Brennan brought his shoe to Clark [inventor of the Wallabee shoe], and after some modifications, they came up with a very flexible leather shoe with a three-millimeter sole made of rubber and puncture-resistant DuraTex that they call the Vivo Barefoot.

13 December 2007: 01:57: TomsterdamBack pain, Evolution

I currently have three pregnant students, all at slightly different stages, so the following item captured my attention. I think this might also explain why women dancers - not to mention gymnasts - can bend backwards so much further and easier than men.

Nature has a new article detailing the recent discovery that women’s spines have evolved to be more flexible and supportive than those of men to increase comfort and mobility while bearing the weight of a developing child. The adaptations can be traced back as far as Australopithecus, more than two million years ago.

A female australopithecine, like today’s moms, used her spine to support baby’s weight.
John Gurche

Katherine Whitcome and Daniel Lieberman from Harvard University in Cambridge, together with their colleague Liza Shapiro of the University of Texas at Austin, measured the centre of mass of 19 pregnant women and found that they leaned back by as much as 28º beyond the normal curve of the spine, they report in Nature 1. The researchers found this lowers the torque around the hip created by the baby’s weight by roughly eight times.

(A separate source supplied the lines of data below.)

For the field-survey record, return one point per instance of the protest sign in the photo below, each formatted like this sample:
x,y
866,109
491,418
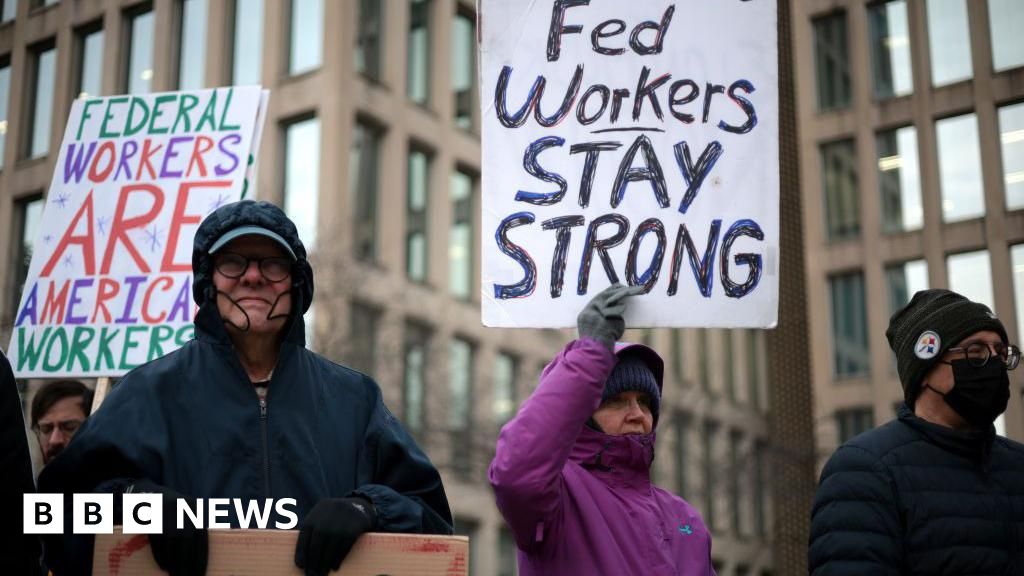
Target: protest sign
x,y
270,552
110,283
633,142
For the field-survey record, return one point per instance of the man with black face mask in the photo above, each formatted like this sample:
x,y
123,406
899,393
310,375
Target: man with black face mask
x,y
936,491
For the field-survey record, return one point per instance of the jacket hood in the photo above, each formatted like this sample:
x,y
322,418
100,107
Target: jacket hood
x,y
249,212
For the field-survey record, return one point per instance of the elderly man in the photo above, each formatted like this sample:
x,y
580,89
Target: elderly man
x,y
58,408
246,411
571,474
936,491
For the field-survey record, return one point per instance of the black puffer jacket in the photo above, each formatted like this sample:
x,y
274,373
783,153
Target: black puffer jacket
x,y
916,498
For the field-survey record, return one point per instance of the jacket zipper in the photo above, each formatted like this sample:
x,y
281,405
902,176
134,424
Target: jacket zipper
x,y
266,456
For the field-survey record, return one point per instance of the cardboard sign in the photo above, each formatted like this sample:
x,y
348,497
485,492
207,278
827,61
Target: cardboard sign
x,y
271,552
110,283
633,142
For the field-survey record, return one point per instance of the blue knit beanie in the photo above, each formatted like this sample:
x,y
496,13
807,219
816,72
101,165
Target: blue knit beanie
x,y
633,374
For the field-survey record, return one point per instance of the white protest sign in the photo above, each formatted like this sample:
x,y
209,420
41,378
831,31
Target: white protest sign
x,y
630,141
110,283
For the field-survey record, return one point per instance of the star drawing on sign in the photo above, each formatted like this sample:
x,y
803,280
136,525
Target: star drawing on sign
x,y
153,237
61,199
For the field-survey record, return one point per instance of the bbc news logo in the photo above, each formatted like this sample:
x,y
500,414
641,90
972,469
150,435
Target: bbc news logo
x,y
143,513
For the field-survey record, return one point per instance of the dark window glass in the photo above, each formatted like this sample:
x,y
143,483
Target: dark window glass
x,y
364,174
850,353
369,38
839,178
833,62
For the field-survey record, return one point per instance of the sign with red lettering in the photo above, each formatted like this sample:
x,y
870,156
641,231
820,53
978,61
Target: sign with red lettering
x,y
632,142
110,283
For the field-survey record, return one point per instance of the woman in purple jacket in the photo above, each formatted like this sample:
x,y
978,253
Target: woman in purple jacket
x,y
571,475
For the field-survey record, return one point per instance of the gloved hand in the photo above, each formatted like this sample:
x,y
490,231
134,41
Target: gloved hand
x,y
329,531
601,319
179,552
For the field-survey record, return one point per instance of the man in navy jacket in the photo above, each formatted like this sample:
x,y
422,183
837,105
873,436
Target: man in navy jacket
x,y
245,411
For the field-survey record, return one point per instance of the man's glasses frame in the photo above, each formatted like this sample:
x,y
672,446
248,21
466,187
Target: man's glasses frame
x,y
273,269
978,354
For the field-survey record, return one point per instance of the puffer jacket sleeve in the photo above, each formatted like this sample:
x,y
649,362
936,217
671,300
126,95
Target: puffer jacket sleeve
x,y
855,524
399,480
532,447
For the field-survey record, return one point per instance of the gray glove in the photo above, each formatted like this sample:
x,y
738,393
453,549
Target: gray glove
x,y
601,319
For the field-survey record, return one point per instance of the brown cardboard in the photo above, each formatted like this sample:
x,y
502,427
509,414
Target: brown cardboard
x,y
271,552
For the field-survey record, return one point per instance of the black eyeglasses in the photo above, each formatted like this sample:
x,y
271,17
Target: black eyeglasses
x,y
235,265
977,354
68,427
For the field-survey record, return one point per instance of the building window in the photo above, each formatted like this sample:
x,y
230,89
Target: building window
x,y
369,38
4,103
506,373
970,274
681,427
506,552
708,440
42,69
418,77
1017,261
1005,17
302,142
461,404
28,213
306,44
899,180
192,49
728,365
363,323
761,489
139,68
735,496
417,218
247,56
839,178
417,341
464,68
960,168
461,236
890,39
850,354
853,421
363,170
704,368
948,41
754,376
678,356
904,280
833,62
89,81
1012,139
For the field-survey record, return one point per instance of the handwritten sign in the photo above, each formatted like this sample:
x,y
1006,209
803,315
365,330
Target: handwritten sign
x,y
633,142
110,282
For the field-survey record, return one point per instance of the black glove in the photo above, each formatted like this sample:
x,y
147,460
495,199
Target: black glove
x,y
329,531
179,552
601,319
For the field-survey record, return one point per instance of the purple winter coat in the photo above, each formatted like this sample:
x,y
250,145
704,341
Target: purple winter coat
x,y
580,501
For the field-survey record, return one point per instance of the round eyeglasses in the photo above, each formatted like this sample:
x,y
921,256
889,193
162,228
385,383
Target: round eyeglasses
x,y
235,265
977,354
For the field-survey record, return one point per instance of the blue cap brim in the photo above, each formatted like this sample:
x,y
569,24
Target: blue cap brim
x,y
251,231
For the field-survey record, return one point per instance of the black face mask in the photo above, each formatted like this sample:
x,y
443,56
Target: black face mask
x,y
979,395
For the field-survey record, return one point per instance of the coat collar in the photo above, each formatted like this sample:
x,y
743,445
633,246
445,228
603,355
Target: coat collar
x,y
620,459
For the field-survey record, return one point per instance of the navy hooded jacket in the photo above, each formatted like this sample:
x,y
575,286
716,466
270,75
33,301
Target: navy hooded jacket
x,y
193,421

Exaggerating the curve in the lower back can place more stress on the spine: vertebrae are more likely to slip against each other, leading to back pain or fractures. Whitcome and her colleagues found that a woman’s spine has several features that help to prevent that damage. In women, the curve in the lower back spans three vertebrae; in men, it encompasses just two. The added vertebra helps distribute the strain over a wider area.

In addition, specialized joints located behind the spinal cord, called zygapophyseal joints, are 14% larger relative to vertebrae size in women than in men, suggesting that the joints are well adapted to resist the higher force. The joints are also oriented at a slightly different angle in women, allowing them to better brace the vertebrae against slipping.